In honor of rare disease day later this week, I am raising awareness of some of the rare diseases as brief posts. Following on from past installments of “A rare disease a day” Hunter syndrome, Gaucher disease, Tay-Sachs, Morquio syndrome, Fabry disease, Sanfilippo syndrome, Krabbe Disease, Niemann-Pick Disease, Batten disease , Hurler Syndrome, Charcot-Marie-Tooth, Fibromuscular dysplasia, Huntington’s disease,  Giant Axonal Neuropathy (GAN). Neuroendocrine tumor, Amyloidosis it is now the turn of Lowe syndrome

Lowe Syndrome (also known as Oculocerebrorenal syndrome, OCRS)  severely affects the brain, eyes, kidneys, bones and muscles, leading to physical and mental impairment.  It is a rare ( estimated prevalence of 1 in 500,000 people)  X-linked recessive disorder characterized by congenital cataracts, hypotonia and areflexia, mental retardation, proximal tubular acidosis, aminoaciduria, phosphaturia, and low-molecular-weight proteinuria. Glaucoma is present in about 50% of cases. Lowe syndrome can be considered a cause of Fanconi syndrome (bicarbonaturia, renal tubular acidosis, aminoaciduria, phosphaturia, tubular proteinuria, and impaired urine-concentrating ability). While the disease is seen in males from early childhood currently there is no cure.

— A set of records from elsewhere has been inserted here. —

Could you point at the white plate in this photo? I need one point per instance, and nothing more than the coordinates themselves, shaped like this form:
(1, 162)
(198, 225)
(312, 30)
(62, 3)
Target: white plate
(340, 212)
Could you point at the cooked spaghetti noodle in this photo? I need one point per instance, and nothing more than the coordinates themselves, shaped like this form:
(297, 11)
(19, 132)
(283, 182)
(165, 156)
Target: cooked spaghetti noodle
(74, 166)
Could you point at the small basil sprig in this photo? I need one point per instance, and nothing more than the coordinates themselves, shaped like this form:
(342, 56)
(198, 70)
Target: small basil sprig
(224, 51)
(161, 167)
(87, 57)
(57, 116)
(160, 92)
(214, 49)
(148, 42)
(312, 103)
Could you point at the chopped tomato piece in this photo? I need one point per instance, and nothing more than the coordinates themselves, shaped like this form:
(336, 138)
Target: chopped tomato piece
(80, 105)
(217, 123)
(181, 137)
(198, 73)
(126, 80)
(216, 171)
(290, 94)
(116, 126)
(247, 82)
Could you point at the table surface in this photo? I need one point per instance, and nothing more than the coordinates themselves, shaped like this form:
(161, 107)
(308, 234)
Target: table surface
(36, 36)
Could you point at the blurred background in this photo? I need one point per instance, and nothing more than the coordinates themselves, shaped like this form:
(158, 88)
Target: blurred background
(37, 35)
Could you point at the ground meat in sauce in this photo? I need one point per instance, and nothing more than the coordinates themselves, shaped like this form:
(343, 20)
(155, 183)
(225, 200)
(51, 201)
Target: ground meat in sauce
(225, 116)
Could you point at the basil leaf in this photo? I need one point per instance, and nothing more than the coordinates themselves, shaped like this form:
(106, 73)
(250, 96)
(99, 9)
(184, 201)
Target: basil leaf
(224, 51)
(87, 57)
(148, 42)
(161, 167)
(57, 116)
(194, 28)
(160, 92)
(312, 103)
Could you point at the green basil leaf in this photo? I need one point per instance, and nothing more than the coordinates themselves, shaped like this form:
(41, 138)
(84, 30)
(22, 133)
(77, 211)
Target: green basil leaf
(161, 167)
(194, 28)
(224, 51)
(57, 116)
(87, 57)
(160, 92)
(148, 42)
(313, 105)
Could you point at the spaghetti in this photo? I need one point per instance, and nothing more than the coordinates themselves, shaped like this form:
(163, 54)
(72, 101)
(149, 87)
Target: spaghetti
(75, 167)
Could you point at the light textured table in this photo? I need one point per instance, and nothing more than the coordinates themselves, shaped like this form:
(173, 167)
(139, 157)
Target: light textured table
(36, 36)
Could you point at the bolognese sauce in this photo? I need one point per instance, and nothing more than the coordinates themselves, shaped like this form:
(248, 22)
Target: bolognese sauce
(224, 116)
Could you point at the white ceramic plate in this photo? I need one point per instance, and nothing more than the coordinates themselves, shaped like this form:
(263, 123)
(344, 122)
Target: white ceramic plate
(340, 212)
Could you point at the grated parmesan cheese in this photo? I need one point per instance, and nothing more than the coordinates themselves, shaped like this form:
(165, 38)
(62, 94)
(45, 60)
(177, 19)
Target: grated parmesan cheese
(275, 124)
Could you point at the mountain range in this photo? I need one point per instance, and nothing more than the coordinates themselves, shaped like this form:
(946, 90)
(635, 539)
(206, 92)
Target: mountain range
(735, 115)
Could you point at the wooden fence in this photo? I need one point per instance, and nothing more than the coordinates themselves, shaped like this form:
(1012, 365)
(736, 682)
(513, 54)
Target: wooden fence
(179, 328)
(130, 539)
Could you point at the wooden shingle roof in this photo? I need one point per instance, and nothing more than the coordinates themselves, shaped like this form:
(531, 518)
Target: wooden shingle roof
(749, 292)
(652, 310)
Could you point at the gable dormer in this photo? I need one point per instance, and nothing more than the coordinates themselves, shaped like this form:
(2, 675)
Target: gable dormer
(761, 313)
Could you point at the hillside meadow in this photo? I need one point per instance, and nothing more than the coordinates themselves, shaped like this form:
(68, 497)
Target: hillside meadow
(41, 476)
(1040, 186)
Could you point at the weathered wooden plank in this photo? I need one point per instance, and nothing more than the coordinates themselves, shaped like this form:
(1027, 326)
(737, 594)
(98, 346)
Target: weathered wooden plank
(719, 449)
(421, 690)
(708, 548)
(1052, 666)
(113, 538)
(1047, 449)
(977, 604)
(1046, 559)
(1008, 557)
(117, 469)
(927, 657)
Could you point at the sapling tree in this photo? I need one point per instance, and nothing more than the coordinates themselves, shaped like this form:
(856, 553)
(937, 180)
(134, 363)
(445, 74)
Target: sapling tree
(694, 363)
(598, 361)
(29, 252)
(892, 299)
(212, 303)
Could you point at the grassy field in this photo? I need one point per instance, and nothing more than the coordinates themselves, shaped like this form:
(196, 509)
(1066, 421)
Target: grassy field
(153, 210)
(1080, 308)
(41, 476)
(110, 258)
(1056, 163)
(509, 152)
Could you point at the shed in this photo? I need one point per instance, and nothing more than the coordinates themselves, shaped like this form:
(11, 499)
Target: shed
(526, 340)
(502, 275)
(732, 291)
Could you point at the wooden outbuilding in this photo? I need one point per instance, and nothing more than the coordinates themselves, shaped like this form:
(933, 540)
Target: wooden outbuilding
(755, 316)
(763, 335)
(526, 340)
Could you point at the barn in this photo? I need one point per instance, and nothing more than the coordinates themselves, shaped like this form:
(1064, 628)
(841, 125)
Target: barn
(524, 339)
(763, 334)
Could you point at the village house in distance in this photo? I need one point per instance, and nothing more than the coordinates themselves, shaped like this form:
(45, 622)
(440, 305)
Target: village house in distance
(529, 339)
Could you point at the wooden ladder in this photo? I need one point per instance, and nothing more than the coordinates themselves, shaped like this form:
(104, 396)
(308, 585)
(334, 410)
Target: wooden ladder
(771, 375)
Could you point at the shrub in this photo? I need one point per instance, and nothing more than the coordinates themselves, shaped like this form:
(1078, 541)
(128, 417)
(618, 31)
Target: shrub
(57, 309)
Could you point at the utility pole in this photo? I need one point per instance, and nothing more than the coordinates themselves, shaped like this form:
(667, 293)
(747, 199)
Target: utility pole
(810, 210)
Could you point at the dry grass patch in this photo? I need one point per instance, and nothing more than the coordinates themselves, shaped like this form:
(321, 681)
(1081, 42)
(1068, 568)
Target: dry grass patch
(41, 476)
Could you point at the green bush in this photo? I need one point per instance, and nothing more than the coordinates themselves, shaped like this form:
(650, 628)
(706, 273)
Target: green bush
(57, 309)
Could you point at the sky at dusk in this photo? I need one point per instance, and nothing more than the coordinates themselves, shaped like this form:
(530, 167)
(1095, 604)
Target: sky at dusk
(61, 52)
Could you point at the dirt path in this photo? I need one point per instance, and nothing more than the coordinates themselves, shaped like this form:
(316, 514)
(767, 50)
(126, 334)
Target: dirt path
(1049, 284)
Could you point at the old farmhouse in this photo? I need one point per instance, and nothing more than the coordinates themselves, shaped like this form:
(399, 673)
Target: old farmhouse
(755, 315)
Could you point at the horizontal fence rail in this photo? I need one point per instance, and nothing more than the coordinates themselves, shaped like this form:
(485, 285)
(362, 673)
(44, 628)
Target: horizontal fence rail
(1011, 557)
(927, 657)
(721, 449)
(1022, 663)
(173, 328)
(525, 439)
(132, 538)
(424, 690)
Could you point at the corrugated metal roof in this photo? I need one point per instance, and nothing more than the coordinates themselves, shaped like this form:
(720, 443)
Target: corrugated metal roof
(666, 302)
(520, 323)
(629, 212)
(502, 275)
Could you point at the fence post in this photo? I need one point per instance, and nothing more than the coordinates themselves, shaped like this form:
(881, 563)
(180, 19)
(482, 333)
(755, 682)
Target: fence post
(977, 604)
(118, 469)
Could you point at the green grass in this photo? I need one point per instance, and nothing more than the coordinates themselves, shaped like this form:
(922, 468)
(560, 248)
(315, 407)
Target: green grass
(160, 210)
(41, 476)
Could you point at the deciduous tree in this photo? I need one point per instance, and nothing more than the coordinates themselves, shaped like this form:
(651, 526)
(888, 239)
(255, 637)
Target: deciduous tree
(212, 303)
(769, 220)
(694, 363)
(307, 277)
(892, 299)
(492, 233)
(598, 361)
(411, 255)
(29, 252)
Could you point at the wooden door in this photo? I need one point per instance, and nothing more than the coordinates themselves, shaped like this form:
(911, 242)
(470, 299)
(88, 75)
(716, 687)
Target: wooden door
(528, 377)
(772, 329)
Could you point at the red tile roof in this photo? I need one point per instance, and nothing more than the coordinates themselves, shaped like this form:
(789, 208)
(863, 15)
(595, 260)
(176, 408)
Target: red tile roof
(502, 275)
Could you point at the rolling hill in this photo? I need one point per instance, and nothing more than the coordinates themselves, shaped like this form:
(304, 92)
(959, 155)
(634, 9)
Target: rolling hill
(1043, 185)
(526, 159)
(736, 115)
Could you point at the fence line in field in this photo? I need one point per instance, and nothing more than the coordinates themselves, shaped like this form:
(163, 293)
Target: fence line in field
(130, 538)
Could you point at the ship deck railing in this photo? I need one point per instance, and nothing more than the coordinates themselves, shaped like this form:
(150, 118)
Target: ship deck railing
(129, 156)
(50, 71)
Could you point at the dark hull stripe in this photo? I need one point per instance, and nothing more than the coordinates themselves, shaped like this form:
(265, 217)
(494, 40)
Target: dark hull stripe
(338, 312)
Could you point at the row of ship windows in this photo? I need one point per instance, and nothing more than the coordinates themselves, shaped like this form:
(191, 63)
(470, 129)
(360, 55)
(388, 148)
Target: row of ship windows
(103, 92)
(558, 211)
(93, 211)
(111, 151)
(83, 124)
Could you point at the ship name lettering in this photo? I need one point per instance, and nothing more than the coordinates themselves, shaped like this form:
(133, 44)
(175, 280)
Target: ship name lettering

This syndrome is caused by mutations in the OCRL1 gene which encodes a inositol polyphosphate-5-phosphatase. At least one reported mechanism by which these mutations cause this syndrome is by loss of its Rab binding domain. This protein is associated with the primary cilia of the retinal pigment epithelial cells, fibroblasts and kidney tubular cells. This suggests that this syndrome is due to dysfunction of the cilia in these cells. A crystal structure of OCRL1 and Rab8 was published in 2012. This study also suggested the OCRL1/Rab8 module could be involved in neurite outgrowth and synaptic transmission which shape the nervous system. Defects in primary cilia formation occur in Bardet- Biedl syndrome or polycystic kidney disease as well. A zebrafish model of Lowe syndrome could be used to screen for treatments e.g. gene therapy etc, while a knock-out (OCRL1) mouse also exists.

The longest reported survival of a patient with the disease as of 2006 was a 54 year old. Some useful patient support groups can be found at Rare Connect.